For Mavin Khoo, Creative Associate at Akram Khan Company, the 25-year milestone carries deep meaning.
He told DESIblitz: “We’ve grown up and into a space of understanding, with an awareness of our responsibility to hold onto the values that were so beautifully shared by those before us.
“Our aim is to pass these values on to a new generation of dancers, dance-makers, artists, and storytellers.
“So 25 years has meant that we’ve reached a point that feels like a midpoint between generations, between values, and in that, our responsibility within the dance ecosystem.”
Khoo said Thikra: Night of Remembering reflects the company’s evolution and Akram Khan’s personal and artistic growth:
“It reflects Akram’s own personal journey and his relationship with the world, where it sits, and his belief systems around the stories that need to be told.
“I’d like to reference the four-phase reflection: the early works are autobiographical, centred on Akram’s body and his sense of virtuosity; the second phase explores identity; the third is a curiosity about the intangible – something beyond; and the fourth phase is now, which acknowledges his own encounters with life, death and ritual.”
On collaborating with AlDowayan, Khoo said: “Manal AlDowayan provided a voice anchored in the specificity of the community that inspired us.
“The cultural specificity she facilitates and articulates and, importantly, the female voice she brings which gave a spine to Akram’s vision.”
Khoo added that Chotto Desh continues Khan’s storytelling legacy through the eyes of younger audiences:
“The key is that it truly commits to the element of storytelling, and through the eyes of a child, it explores the complexities of the world.

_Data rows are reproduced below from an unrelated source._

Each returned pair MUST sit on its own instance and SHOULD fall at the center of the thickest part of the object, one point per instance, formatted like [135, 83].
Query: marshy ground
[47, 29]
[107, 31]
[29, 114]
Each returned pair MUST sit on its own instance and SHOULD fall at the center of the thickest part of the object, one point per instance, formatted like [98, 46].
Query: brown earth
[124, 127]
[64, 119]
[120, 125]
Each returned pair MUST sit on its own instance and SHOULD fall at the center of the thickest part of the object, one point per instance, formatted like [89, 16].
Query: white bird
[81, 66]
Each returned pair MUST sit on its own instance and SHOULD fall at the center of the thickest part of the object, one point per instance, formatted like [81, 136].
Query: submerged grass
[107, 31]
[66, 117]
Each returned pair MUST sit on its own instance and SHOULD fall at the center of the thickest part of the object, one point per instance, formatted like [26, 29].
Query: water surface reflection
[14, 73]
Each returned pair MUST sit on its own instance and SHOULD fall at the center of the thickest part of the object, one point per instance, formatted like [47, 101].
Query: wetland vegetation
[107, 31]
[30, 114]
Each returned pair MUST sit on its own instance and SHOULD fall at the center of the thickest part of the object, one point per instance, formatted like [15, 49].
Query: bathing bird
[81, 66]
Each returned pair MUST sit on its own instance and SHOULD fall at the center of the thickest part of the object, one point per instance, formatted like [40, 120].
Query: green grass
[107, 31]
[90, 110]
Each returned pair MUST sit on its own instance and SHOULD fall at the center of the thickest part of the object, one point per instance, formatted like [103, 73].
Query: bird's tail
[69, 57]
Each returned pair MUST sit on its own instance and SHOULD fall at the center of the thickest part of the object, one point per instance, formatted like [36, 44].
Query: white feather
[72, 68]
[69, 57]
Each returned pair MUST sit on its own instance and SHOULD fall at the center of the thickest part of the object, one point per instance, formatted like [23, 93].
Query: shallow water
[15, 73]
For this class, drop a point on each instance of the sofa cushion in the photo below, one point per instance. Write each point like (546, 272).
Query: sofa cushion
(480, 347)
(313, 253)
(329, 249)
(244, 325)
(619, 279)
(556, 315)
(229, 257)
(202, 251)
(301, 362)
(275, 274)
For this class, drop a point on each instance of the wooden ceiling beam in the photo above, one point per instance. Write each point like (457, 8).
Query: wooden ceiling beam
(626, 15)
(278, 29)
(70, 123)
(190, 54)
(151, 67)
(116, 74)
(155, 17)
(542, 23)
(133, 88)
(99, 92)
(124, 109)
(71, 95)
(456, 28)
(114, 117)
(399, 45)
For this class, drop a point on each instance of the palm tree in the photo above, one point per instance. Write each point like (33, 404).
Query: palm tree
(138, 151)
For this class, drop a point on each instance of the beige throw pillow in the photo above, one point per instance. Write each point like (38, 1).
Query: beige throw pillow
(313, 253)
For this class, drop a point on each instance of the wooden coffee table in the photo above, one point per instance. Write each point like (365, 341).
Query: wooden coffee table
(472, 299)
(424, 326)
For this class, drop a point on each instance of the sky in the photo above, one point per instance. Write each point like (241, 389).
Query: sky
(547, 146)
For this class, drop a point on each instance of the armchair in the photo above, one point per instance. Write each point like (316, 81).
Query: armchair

“It’s designed to inspire curiosity – a reflective curiosity so that children can see themselves in the work.”
Reflecting on standout moments from the past 25 years, Khoo said:
“His choreography for the London 2012 Olympics Opening Ceremony took Akram’s work beyond the arts sector in terms of awareness of his work and the world being touched about what we had to say.
“Until the Lions was also significant because it invited audiences into a space to be immersed in work inspired by the Mahabharata – a canon that deeply influences Akram and those strong mythological protagonists who reflect the timeless human condition in its rawest form.
“Also, the Legacy work, which has been about creating space for stories from communities that might otherwise never be heard.”
As Akram Khan Company enters its next chapter, Thikra and Chotto Desh stand as testaments to 25 years of storytelling through movement, honouring the past while guiding a new generation towards the future.